The law professor suggests that the arguments for applying this well-developed legal principle to custody battles regarding parents who refuse to be vaccinated is even stronger than regarding a parent who smokes because:

  1. Even ardent nonsmokers' rights advocates would have to admit that the risk of COVID infection from an unvaccinated parent is much greater than the risk of tobacco smoke exposure from a smoking parent.
  2. It's much easier to comply with a judge's wish to protect a child by getting a shot in the arm than to have to give up smoking, or at least give up smoking in one's own home for an extended period of time.
  3. The medical evidence, and the advice of virtually all experts, is far stronger and more compelling regarding being unvaccinated parents than parental secondhand tobacco smoke.
  4. While children likely to be adversely affected by smoke are in the minority and can easily be identified, all children seem to be at equal risk of exposure to a COVID-infected person, especially a parent with whom they are likely to be in close contact.

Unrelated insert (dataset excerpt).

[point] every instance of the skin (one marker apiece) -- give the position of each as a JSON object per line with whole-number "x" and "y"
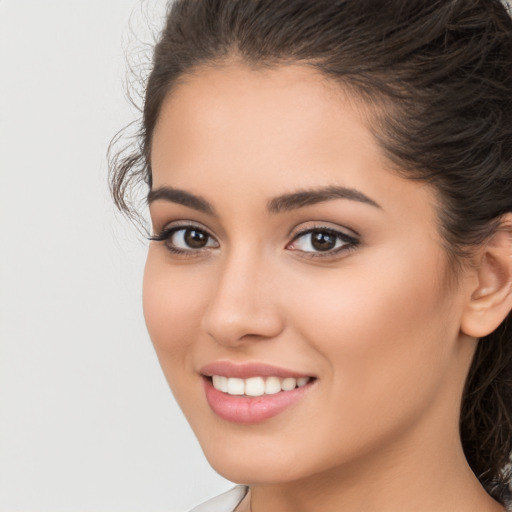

The willingness of judges to protect children from exposure to visiting unvaccinated parents is likely to increase based upon surges of the pandemic, the additional threats posed by the Delta and Omicron variants, concern about a winter “twindemic,” and additional legal precedents as more parents come to realize they are not powerless to protect the health of their children, and more lawyers come to see that such cases are winnable.

Also, the willingness of parents to insist that their eligible children receive the vaccine, even over the objections of the other parent, and the willingness of judges to make that happen, will also increase as more jurisdictions and private businesses prohibit unvaccinated people, including children, from going to restaurants, movie and other theaters, sporting events and shows, etc.

After all, parents entitled to visit with a child don't want to just sit in a room with them. In most cases they probably will want to take them to a restaurant, movie or other theater, venue for a sporting event, etc. - something which increasingly is possible only if both child and parents are vaccinated.

This expanding movement to require vaccinations is likely to spread to schools as more children are eligible to receive the protection, and pressure to return to a near-normal school environment continues to grow.

In summary, parents who are themselves vaccinated against COVID, and want to have their children vaccinated against COVID, now have legal tools available to help make this possible.